Contract appendices and schedules

What are appendices and schedules? 

You will frequently see references in a contract to 'appendices' or 'schedules'. The terms are often used interchangeably. 

Just as you would expect, these are pages that come at the end of the contract. Each appendix or schedule will appear as a separate page and will be headed up (for example) 'Appendix A' or 'Schedule 1'. 

There is no limit to the number of appendices that can be used; it turns entirely on the nature of the arrangement between you and your counterparty. 

The function of appendices/schedules is to expand on and clarify certain parts of the main contract. They don’t alter the original document and are entered into at the same time as that document is signed. 

They tend to cover technical or statistical matters. For example, you could expect to see the agreed formula for the calculation of the pricing of an order in an appendix, as well as operational contact details or a template order and sales form. 

As you can imagine, the negotiation of appendices can take as long as the main contract. Often, any such delay is due to the time it takes to collect the relevant data.  

But agreeing - for example - the template of the order and sales form to be used which will be used for each sale is crucial to the success of the relationship, so even though this will appear as an appendix, these negotiations needs to be taken very seriously. 

Why use an appendix or schedule? 

A primary reason for using appendices is to separate out the main contract and its purely legal provisions from the results of the technical and commercial negotiations.  

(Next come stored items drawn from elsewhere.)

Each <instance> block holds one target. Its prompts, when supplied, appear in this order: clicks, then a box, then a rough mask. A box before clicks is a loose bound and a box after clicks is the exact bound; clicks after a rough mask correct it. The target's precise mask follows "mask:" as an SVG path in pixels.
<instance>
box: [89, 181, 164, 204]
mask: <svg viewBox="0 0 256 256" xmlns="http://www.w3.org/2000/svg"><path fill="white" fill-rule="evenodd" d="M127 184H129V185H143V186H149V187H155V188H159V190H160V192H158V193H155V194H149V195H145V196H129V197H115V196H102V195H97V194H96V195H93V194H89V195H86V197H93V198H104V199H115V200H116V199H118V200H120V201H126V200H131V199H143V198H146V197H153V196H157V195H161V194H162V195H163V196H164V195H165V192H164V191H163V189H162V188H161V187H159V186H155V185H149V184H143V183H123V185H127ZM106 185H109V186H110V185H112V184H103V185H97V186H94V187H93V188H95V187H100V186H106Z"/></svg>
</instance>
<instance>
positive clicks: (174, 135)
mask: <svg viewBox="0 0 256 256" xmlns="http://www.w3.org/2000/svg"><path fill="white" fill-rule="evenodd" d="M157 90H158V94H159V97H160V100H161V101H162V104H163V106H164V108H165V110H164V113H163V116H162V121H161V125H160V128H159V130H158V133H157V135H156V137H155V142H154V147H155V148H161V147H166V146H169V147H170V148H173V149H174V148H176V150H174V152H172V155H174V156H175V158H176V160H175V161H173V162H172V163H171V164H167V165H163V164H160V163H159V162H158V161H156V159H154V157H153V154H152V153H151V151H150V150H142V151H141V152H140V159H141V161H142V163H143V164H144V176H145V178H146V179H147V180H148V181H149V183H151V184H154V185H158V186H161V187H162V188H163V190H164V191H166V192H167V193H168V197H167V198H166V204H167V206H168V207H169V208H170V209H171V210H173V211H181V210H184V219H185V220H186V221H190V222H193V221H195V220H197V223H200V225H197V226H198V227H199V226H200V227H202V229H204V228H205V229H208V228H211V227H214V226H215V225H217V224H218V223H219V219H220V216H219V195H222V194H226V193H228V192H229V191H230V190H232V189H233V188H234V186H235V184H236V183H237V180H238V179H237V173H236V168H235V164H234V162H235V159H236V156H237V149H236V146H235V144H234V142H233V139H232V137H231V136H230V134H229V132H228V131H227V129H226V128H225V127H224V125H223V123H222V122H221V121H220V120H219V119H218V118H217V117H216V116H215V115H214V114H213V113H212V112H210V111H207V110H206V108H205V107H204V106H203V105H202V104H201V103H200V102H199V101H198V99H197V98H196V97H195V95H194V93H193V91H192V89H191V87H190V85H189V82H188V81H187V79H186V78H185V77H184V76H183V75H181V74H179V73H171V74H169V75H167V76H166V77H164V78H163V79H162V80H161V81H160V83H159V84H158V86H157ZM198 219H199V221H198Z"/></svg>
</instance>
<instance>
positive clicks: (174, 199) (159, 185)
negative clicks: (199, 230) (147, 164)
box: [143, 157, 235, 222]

For example, a Master Services Agreement for the provision of cleaning services will typically have all the legal provisions within the body of the main contract and the technical and transaction-specific detail in appendices. Contact details and lists of subsidiaries and national requirements can appear in appendices - they make large contracts more manageable. 

Contract addenda and addendum

What is an addendum?  

Unlike an appendix, an addendum operates to 'add to', to change or cancel certain portions of a contract after it has been signed. 

When to use addendum? 

  • Something may have come up that didn’t apply when the main contract was negotiated - for example, the effect of Brexit on the need for 'plant passports' and the implications of the additional paperwork for previously-agreed delivery deadlines. 
  • Both sides agree that their arrangement needs to change. 
  • An addendum is signed to give effect to those changes. 
  • It operates as a stand-alone document and needs to be signed by all parties before the change can take effect. An example of an addendum might be a side letter which cross-refers to the main contract, sets out the agreed changes and is signed by all parties. 

How to monitor appendices/schedules?

You need to check that appendices are cross-referred to in the main contract and that those references are correct (e.g. 'Appendix A Pricing' actually does set out the pricing formula!). 

As with any arrangement, the activity between the parties reveals the effectiveness of the negotiations. In another example, if data set out in an appendix is likely to need updating in due course, the process of doing so needs to be discussed at the time that the original document is being negotiated. 

However, if it appears that the process set out in an appendix is not being followed (eg. the use of a different order form to that agreed on) that is a matter for prompt discussion and the execution of an addendum, if necessary.  

If conflicts arise between the original contract and the appendices? 

They shouldn’t!  In an ideal world, every possible variation is anticipated in the contract before it is signed… But if a conflict does arise, and the parties agree, the main contract would need to be amended.  

There could be a conflict, for example, between the definition of 'business day' in the industry-standard Master Services Agreement which was originally signed and the reality of the arrangement between the parties, which emerges only after some months.  

A properly-executed addendum will be used to give both legitimacy to what actually happens and to bind that process into the Master Services Agreement.